The park lies some 100 km south of Baku on the highway to Astara, between Alat and Salyan. It’s easy to find as the entrance is marked with a gazelle statue. The park is open every day between 9.00 am and 6.00 pm. Visits, however, need to be planned in advance as the modest entrance fee of AZN 2 for local people and AZN 4 for foreigners has to be paid online or at any branch of Kapital Bank. The payment procedures can be found on the Shirvan National Park website If you pay online, be sure to print out your proof of payment and take it with you to the park. Despite the complications in making payments, the park management and Ministry of Ecology and Natural Resources are keen to encourage visitors. The park has one shorter and two longer routes for vehicles. An ordinary car is fine for the main routes, but not only does a four-wheel drive cope better with the mud, it gives a better view of the gazelles and other wildlife. The park is also home to wolves, marsh frogs, tortoises, jerboa, snakes and other animals.

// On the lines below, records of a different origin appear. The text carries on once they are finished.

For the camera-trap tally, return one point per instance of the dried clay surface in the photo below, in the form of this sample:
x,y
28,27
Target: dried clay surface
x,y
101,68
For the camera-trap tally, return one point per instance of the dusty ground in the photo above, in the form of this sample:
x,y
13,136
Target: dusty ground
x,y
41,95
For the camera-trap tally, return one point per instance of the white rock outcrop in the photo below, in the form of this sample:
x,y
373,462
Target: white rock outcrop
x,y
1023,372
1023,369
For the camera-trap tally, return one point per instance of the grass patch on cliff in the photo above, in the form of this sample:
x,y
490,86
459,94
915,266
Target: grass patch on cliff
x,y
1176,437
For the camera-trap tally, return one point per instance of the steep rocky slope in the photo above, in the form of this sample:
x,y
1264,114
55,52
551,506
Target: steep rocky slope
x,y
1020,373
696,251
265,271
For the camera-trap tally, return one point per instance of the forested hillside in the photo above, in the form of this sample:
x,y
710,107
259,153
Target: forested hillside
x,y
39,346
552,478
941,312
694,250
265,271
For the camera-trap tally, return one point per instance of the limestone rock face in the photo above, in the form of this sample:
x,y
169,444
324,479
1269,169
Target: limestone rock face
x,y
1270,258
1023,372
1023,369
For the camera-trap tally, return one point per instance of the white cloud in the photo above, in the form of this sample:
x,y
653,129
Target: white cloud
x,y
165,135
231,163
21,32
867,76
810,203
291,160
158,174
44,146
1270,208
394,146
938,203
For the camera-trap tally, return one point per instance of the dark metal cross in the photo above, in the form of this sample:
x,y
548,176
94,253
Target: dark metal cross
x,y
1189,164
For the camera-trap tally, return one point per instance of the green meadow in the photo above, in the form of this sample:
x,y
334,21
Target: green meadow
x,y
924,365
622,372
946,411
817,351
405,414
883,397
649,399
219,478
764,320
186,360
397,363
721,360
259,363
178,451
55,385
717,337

Shirvan has a rich birdlife, which becomes even more varied during the spring and autumn migrations. Larks, colourful bee-eaters, hoopoes and little bustards are amongst the park’s residents. Water birds can be seen from the observation platform at Flamingo Lake, in particular egrets, herons, pelicans, cormorants, purple swamp hens, many varieties of duck and goose and, of course, the eponymous flamingo.